Hennessy said the industry doesn’t have the luxury of time to allow more reports and studies to produce top-down control of how Canadian content is promoted.
Instead, he said the effort to showcase Canadian content to targeted audiences and ordinary Canadians should percolate up from below.
The CMPA boss said any industry working group under the banner of Telefilm Canada and the Canada Media Fund – both behind the national promotional strategy – was bound to appear like a closed shop to some.
“Anyone not involved thinks they’ve been excluded,” Hennessy warned.
So he urged a return to first principles, like a self-organized effort to help promote the success of the industry.
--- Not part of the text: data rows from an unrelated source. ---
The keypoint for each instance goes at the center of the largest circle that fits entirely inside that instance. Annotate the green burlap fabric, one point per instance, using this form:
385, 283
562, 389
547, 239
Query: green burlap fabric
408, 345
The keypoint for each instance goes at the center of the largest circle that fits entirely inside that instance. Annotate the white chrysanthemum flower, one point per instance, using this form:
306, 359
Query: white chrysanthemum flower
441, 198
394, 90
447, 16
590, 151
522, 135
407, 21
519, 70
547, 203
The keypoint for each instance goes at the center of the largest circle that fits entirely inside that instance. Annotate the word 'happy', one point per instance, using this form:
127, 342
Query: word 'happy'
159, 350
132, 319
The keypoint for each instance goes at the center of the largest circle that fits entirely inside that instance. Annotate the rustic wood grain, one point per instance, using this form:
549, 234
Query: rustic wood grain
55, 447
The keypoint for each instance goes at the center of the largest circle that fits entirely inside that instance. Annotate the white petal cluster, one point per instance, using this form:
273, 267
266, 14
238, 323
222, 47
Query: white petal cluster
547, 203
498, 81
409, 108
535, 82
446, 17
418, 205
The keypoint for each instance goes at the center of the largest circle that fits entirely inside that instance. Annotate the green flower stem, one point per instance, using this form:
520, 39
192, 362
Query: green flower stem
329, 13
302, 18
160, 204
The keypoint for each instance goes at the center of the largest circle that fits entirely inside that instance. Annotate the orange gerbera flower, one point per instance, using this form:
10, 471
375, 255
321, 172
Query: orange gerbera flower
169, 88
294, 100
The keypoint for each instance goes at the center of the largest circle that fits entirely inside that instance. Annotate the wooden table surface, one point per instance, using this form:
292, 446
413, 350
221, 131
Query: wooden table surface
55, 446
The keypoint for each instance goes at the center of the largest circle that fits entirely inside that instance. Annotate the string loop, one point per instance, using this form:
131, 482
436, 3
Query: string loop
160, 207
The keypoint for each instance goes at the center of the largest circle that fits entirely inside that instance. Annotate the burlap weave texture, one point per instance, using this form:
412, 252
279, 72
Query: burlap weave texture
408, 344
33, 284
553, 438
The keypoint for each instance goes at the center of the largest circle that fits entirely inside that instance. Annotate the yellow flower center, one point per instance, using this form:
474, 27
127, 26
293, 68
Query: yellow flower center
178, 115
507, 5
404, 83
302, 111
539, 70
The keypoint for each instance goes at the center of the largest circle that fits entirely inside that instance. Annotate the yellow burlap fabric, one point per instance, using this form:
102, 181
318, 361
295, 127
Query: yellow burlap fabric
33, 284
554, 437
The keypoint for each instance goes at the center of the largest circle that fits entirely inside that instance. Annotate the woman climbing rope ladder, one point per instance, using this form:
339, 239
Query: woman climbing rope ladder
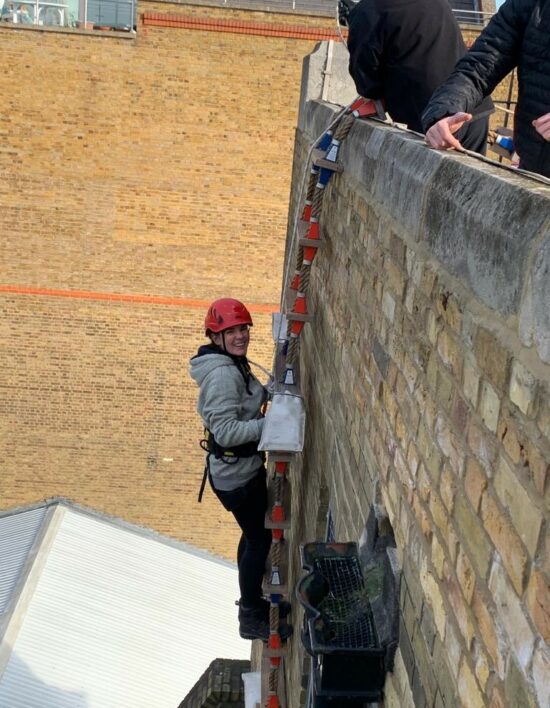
230, 404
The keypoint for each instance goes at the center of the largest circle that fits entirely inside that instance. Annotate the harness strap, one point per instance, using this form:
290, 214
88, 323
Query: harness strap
204, 478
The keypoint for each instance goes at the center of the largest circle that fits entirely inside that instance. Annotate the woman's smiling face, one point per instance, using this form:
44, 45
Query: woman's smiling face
235, 339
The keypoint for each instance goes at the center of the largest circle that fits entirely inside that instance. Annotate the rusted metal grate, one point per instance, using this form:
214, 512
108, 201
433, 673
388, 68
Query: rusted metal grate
346, 618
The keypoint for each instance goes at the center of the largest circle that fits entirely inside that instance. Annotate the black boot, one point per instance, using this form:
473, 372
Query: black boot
253, 624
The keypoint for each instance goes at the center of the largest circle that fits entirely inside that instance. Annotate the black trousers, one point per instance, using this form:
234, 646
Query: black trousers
248, 505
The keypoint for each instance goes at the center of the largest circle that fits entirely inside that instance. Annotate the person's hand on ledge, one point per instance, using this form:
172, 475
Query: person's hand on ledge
441, 135
542, 126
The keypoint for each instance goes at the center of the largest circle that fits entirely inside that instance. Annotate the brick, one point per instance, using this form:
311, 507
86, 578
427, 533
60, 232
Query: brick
489, 630
470, 381
506, 541
543, 416
447, 488
538, 602
450, 310
449, 444
523, 388
460, 412
492, 357
450, 353
465, 574
497, 698
510, 437
475, 482
454, 646
435, 601
388, 305
445, 390
526, 517
482, 446
489, 406
482, 668
438, 556
512, 616
472, 536
433, 326
460, 608
395, 278
439, 513
445, 679
537, 462
517, 689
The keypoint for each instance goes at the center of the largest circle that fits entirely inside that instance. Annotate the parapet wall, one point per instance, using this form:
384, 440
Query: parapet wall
426, 376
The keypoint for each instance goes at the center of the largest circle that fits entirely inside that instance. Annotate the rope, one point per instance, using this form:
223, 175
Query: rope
274, 617
298, 206
273, 679
278, 487
292, 352
317, 203
305, 277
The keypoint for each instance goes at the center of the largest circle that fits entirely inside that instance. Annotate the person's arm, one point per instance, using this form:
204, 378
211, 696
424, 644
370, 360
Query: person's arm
365, 46
220, 403
493, 55
542, 126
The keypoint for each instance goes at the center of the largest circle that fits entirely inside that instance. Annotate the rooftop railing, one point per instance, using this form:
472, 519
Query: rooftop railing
90, 14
Why? Because the Canadian industry depends on public and political support to justify tax credits and other key subsidies.
“The only way to prove that is to show ordinary Canadians are watching the content,” Hennessy added.
So it was not about stakeholders exercising sway.
Instead, it’s about changing the minds of ordinary Canadians about homegrown media content.
The notion of Telefilm Canada as a catalyst to Canadian-content promotion, rather than just an industry arbiter, was echoed by Carolle Brabant, Telefilm Canada’s Executive Director.
“A shared commitment to promotion on behalf of our entire industry will allow Canadian feature films and Canadian stars to reach larger audiences,” Brabant argued.
She urged recent festival and awards show recognition for Canadian films at Cannes, Berlin, the Oscars underlined the value of celebrating that success, and for strategies on how that might be done industry-wide to emerge.
“One of the answers was cooperation, working together to promote and give access to our content wherever, and whenever, people wanted to see it,” Brabant said of recent industry consultations to forge a path forward.
Monday’s update on the national promotional strategy revealed indie producer iThentic has pacted with Telefilm Canada and the CMF to identify back catalogue Canadian titles for a library of homegrown content to be offered to Canadian consumers.
Telefilm Canada and the CMF will also return to film festivals in Calgary and St. John’s to once again hold red carpet screenings to entice local power players to focus on Canadian content.
Plans are also on the drawing board to follow Canada’s country of honour spotlight at MIPCOM 2012 with a similar promotional drive at the upcoming 2013 edition in Cannes.
Other possible promotional measures including arranging set visits for the public countrywide in cooperation with local tourism officials to get Canadians excited about homegrown content.
Valerie Creighton, president and CEO of the CMF, after outlining various industry initiative, said the national promotional strategy at root would rely on widespread cooperation to impress politicians by revealing support for homegrown media by ordinary consumers.
“The ultimate goal is to make sure that all of the information about the great success of Canadian content, how well it sells around the world, is driven towards public awareness and decision makers,” Creighton argued.